Nina Ubhi is a professional makeup artist and beauty vlogger. She moved to Dubai from the UK in 2015, and has a background in running her own business as a makeup artist.

Ubhi is 100% in favor of the NMC’s new licensing laws, as she feels being an influencer is akin to running one’s own company.

"If a brand chooses to use a specific influencer over other [traditional media] channels, that is their prerogative,” she said. “But in the same way there are rules and regulations for what you can advertise on TV, radio and billboards, there will be laws around how you can advertise on social media."

And just as traditional media outlets need a license in order to operate, so do influencers within the UAE that are accepting paid compensation in exchange for posts.

“I would never report any social influencer for not having the license . . . It’s not something that goes with my personal ethos.”

– MJ xoxo (@MJ_ek)

Many influencers agree that while they plan on following the laws themselves, they wouldn't report another influencer for breaking them.

Travel vlogger MJ xoxo feels it’s not her duty to expose others who may be breaking the law.

“I would never report any social influencer for not having the license and workingwith brands. First of all, it’s not my place. Secondly, it’s not something that goes with my personal ethos.”

Both Lebrasse and D’Souza also said they won’t be calling out individuals who may be trying to get around the new regulations.

“I personally wouldn't report a fellow influencer. I believe we should all support each other and strive to be more united,” Lebrasse said.

“While it certainly wouldn't be fair if people were getting away with continuing to use their platforms for commercial purposes without a license, when so many others have paid, I would leave that to the person's individual conscience.”

D'Souza said she would most likely inform any offending influencers that they were breaking the law, instead of reporting them directly to the NMC.

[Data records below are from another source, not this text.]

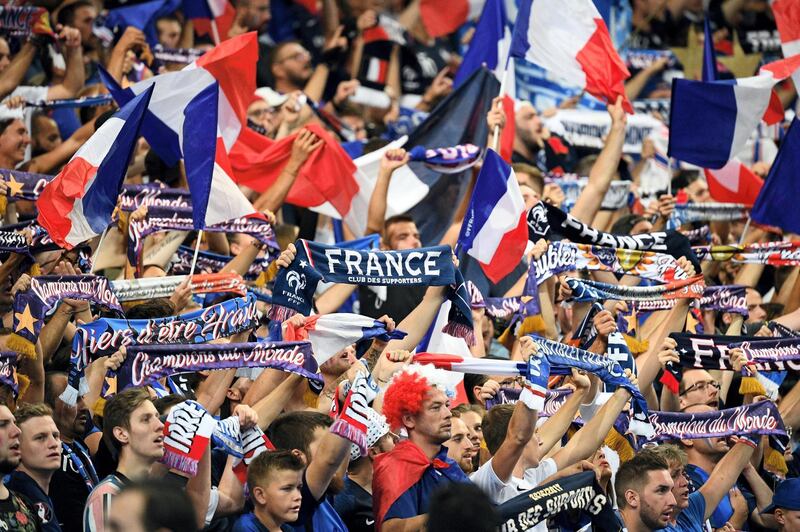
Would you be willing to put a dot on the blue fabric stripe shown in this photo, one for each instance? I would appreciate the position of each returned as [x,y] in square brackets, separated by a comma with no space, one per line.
[199,149]
[702,122]
[490,186]
[101,198]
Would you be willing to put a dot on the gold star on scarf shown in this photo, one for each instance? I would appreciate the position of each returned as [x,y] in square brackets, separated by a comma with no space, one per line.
[740,64]
[691,323]
[14,186]
[25,320]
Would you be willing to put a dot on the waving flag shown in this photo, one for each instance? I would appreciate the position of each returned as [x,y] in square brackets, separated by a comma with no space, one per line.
[570,39]
[734,183]
[494,230]
[490,46]
[141,16]
[776,204]
[443,17]
[330,333]
[231,65]
[198,114]
[787,18]
[710,122]
[77,204]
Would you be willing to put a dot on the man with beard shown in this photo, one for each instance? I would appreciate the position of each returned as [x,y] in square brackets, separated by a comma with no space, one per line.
[76,477]
[459,446]
[133,430]
[40,451]
[16,512]
[705,457]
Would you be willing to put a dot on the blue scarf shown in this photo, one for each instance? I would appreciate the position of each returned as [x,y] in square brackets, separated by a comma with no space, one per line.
[105,336]
[563,358]
[433,266]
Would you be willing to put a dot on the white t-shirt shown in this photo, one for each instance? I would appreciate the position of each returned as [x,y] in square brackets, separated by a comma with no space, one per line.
[499,492]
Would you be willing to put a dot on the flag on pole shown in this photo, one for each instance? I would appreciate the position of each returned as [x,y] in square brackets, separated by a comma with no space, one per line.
[710,122]
[494,230]
[570,39]
[78,203]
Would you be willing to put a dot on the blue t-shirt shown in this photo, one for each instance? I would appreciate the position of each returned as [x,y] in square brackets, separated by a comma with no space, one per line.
[692,519]
[415,500]
[250,523]
[42,505]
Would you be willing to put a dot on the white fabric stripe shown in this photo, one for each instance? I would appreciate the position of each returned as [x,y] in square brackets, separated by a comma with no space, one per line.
[504,217]
[555,38]
[225,200]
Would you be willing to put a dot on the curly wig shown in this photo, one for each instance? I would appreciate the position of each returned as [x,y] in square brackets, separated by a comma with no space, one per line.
[407,391]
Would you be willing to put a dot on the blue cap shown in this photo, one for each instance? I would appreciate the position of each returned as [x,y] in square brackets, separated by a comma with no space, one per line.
[787,496]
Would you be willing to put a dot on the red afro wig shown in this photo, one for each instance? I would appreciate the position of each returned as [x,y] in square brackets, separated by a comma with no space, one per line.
[404,396]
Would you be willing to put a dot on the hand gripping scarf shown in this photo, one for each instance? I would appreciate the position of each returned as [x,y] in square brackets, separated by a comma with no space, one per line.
[31,306]
[146,364]
[588,290]
[685,213]
[769,253]
[544,219]
[105,336]
[579,492]
[726,298]
[566,256]
[173,219]
[187,433]
[156,287]
[554,399]
[295,285]
[562,358]
[760,418]
[134,196]
[213,262]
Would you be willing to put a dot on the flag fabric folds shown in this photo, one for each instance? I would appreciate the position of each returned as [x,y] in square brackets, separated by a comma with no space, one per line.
[78,203]
[570,39]
[711,121]
[494,230]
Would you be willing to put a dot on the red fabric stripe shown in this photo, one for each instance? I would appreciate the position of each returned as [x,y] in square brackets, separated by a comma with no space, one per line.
[749,187]
[58,199]
[327,174]
[443,17]
[507,136]
[774,112]
[605,71]
[233,65]
[509,253]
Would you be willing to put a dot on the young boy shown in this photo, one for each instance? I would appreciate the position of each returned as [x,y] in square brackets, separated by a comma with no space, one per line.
[275,480]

"I’d probably speak directly to them, and make sure they’re aware of the rules and the consequences if they don’t follow them," she said.

"It’s easy to wait viciously and bring another person down, but I think what we need more of is mutual support. If you find someone who isn’t properly licensed . . . it’s important to educate them first, especially because the license is new and a lot of people are still quite confused about it."